Another attendee, Ava, a first-year marketing student at Suffolk University, described her goal simply as wanting to “build a resume with a good standing resume.” Tulsee reframed the ambition into broader quality-of-life outcomes tied to future employment and fulfillment.


“Even though they’re interviewing you, you’re interviewing them,” Tulsee told Ava while discussing future employers.


Leadership, Hiring, and the “Golden Goose”

The workshop’s final section shifted toward leadership and company culture, where Tulsee stressed the importance of accountability and mission alignment.


“If you can’t do the small things, you can’t do the big things,” she said.


She later expanded on that idea while discussing hiring practices.


“Hire slow, fire fast,” Tulsee told the room. “When they start to be weird, fire fast.”


Tulsee also introduced what she called the “golden goose” philosophy, the idea that startups are ecosystems where employees, customers, investors, and founders all benefit when the business is healthy.


“If the goose dies, nobody’s getting eggs,” she said.


The analogy became a broader call for founders to think beyond short-term gains and focus on sustaining the communities surrounding their companies.


A Reminder That Startup Success Rarely Happens on Schedule

By the end of the session, Tulsee revealed that Moxie Scrubs ultimately reached its original $1 million revenue milestone, just not within the initial 12-month target.

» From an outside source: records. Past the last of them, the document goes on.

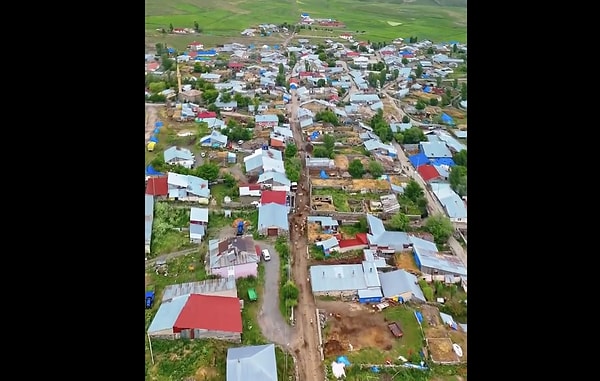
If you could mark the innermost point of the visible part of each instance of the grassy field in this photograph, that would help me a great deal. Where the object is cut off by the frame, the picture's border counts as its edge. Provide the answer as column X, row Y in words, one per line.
column 222, row 22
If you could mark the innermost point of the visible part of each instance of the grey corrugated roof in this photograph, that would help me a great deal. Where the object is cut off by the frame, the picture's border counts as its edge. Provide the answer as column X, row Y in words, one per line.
column 399, row 282
column 273, row 215
column 205, row 287
column 252, row 363
column 167, row 314
column 199, row 214
column 435, row 149
column 326, row 278
column 434, row 260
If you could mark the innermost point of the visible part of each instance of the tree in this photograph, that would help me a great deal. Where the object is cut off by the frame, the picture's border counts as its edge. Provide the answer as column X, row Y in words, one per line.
column 229, row 180
column 420, row 105
column 290, row 151
column 329, row 143
column 414, row 135
column 356, row 168
column 440, row 227
column 210, row 96
column 460, row 158
column 208, row 171
column 413, row 191
column 320, row 151
column 375, row 169
column 157, row 87
column 419, row 71
column 458, row 180
column 399, row 222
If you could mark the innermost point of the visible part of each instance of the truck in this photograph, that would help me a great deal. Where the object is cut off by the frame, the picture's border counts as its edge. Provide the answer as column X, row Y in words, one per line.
column 240, row 230
column 150, row 293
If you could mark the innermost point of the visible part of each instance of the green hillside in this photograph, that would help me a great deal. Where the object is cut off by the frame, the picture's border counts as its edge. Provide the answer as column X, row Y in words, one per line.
column 376, row 20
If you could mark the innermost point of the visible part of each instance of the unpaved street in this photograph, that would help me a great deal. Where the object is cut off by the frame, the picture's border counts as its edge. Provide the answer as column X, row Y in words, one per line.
column 306, row 346
column 271, row 323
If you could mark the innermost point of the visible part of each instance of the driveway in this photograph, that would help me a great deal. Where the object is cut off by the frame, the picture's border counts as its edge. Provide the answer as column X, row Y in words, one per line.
column 271, row 323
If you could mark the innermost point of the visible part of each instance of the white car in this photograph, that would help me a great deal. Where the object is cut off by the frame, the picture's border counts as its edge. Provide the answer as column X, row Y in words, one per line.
column 266, row 255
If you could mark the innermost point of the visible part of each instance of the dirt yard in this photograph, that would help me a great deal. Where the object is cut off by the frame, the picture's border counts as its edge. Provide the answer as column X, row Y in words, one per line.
column 353, row 185
column 341, row 162
column 406, row 261
column 351, row 326
column 440, row 337
column 441, row 350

“What happened? We actually did one million in eighteen months,” she said. “And I wanted to share that because that didn’t mean it was worth giving up.”


Six months later, the company generated another million dollars in revenue.


Linda Brown closed the workshop by reinforcing Tulsee’s emphasis on leadership, accountability, and stakeholder-driven culture.


“It’s critical in building the family culture that has everybody rowing in the same direction and eating, breathing, and bleeding for the company,” Brown said.


Tulsee ended the session with one final reminder for founders navigating uncertainty and scale:


“Think big,” she said. “Execute in small steps.”